Uno dei tre, un uomo di 36 anni, è rimasto sommerso dalla neve e gravemente ferito, mentre i due compagni sono riusciti a mettersi in salvo e a lanciare l’allarme.
Intervento dei soccorsi e recupero sotto la neve
L’emergenza è scattata intorno alle 10:20, quando sul posto sono arrivati due elicotteri del 118, partiti dalle basi di Bergamo e Sondrio. In pochi minuti i soccorritori hanno raggiunto la zona impervia segnalata, avviando le operazioni di ricerca e recupero.
Presenti anche i carabinieri, i vigili del fuoco e i tecnici del Soccorso Alpino, specializzati negli interventi in ambiente innevato e ad alto rischio.
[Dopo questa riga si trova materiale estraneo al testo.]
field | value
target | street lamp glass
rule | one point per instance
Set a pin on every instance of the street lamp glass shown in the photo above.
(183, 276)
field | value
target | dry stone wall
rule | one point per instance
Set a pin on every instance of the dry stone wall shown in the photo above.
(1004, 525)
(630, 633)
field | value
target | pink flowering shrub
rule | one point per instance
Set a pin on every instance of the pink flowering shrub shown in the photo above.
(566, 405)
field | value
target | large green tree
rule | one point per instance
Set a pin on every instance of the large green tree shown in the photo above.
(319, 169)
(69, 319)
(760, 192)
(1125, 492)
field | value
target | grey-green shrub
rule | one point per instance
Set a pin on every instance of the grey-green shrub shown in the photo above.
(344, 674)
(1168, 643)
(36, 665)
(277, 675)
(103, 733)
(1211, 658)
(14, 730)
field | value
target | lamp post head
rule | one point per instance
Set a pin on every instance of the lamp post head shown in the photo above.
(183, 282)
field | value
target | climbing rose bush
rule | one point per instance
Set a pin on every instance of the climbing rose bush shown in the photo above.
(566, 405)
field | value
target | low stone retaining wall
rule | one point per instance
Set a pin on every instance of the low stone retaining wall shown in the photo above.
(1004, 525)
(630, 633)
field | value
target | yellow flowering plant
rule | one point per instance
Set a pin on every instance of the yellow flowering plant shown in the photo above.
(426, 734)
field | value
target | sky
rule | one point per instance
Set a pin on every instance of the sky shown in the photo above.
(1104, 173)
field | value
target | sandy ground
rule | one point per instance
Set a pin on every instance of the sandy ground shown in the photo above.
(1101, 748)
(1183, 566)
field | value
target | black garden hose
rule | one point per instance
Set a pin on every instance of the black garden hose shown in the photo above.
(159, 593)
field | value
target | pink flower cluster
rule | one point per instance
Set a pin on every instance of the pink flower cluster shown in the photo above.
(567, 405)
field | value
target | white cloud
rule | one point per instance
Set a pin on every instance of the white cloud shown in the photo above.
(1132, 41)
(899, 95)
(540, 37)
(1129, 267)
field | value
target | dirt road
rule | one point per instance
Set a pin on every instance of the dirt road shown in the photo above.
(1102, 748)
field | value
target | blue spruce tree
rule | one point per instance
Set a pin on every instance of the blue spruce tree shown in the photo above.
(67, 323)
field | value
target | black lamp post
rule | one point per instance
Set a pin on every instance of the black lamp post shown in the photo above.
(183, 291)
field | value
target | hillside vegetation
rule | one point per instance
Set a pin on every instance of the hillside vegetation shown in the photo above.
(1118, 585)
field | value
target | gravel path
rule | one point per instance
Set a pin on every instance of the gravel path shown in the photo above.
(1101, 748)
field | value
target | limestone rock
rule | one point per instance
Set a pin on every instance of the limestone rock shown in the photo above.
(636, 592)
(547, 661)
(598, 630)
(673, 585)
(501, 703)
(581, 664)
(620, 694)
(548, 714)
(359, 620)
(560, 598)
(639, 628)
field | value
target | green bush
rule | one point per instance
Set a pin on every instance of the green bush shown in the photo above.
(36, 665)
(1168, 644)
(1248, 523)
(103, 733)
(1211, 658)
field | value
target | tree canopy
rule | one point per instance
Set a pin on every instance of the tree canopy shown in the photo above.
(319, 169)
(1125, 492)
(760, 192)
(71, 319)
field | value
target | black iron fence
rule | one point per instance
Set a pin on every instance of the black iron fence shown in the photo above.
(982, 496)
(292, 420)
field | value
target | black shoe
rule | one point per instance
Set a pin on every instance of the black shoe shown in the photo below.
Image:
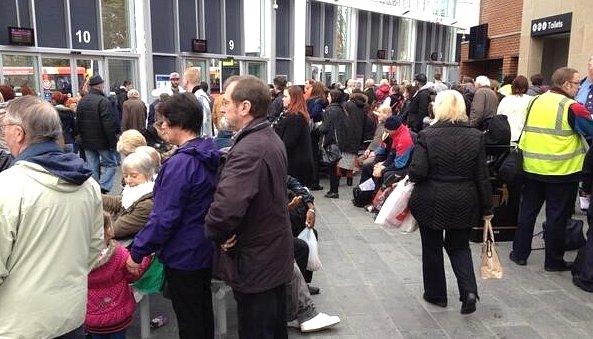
(520, 262)
(562, 268)
(313, 290)
(332, 195)
(442, 302)
(469, 303)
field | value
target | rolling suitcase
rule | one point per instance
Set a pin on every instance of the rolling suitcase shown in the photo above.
(505, 202)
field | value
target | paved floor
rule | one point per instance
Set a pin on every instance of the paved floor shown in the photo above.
(372, 279)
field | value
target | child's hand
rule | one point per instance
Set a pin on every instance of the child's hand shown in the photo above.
(133, 267)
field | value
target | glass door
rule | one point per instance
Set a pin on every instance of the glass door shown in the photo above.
(55, 76)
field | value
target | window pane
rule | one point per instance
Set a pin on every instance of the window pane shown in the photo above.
(256, 69)
(119, 71)
(253, 28)
(116, 30)
(343, 33)
(84, 70)
(19, 70)
(58, 73)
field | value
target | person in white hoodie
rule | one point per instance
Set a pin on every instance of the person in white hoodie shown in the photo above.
(514, 106)
(191, 83)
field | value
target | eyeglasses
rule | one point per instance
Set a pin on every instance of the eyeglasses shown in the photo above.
(2, 126)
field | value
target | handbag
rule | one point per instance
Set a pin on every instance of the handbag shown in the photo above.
(511, 168)
(331, 154)
(490, 267)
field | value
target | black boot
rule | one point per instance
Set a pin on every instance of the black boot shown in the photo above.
(468, 305)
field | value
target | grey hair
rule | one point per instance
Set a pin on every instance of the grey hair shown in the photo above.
(141, 162)
(38, 119)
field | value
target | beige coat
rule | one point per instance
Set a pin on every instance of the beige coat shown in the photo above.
(51, 233)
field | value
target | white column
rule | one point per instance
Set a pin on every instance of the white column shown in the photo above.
(144, 49)
(270, 38)
(299, 41)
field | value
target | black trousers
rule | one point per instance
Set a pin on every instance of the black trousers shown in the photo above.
(262, 315)
(191, 296)
(560, 201)
(301, 256)
(334, 178)
(316, 156)
(456, 243)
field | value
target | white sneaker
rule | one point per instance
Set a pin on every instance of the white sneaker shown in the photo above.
(319, 322)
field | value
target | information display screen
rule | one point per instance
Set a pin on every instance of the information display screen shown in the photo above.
(21, 36)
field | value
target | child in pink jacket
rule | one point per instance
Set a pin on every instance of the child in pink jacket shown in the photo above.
(111, 304)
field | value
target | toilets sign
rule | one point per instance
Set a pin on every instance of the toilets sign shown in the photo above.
(551, 25)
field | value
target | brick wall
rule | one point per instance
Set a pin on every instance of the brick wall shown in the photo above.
(503, 17)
Dopo essere stato estratto e stabilizzato, lo scialpinista ferito è stato elitrasportato in ospedale.
Le sue condizioni sono gravi, ma secondo le prime informazioni non sarebbe in pericolo di vita.
Fuori pista nonostante il rischio valanghe
I due amici che erano con lui non hanno riportato ferite, ma sono stati identificati dai militari. La pratica dello sci fuori pista, oltre a essere vietata in alcune aree, è particolarmente pericolosa in questa fase della stagione.
Il bollettino valanghe diffuso per la giornata, segnalava infatti un pericolo marcato sulle Orobie, con neve fresca e forte vento in grado di compromettere la stabilità del manto nevoso. Condizioni che possono favorire distacchi improvvisi, soprattutto nei settori più esposti.
Alta attenzione in montagna
L’episodio riaccende i riflettori sulla sicurezza in montagna, dove le condizioni meteo e del terreno possono cambiare rapidamente. Gli esperti raccomandano di consultare sempre i bollettini nivologici e di evitare percorsi fuori pista senza adeguata preparazione e attrezzatura.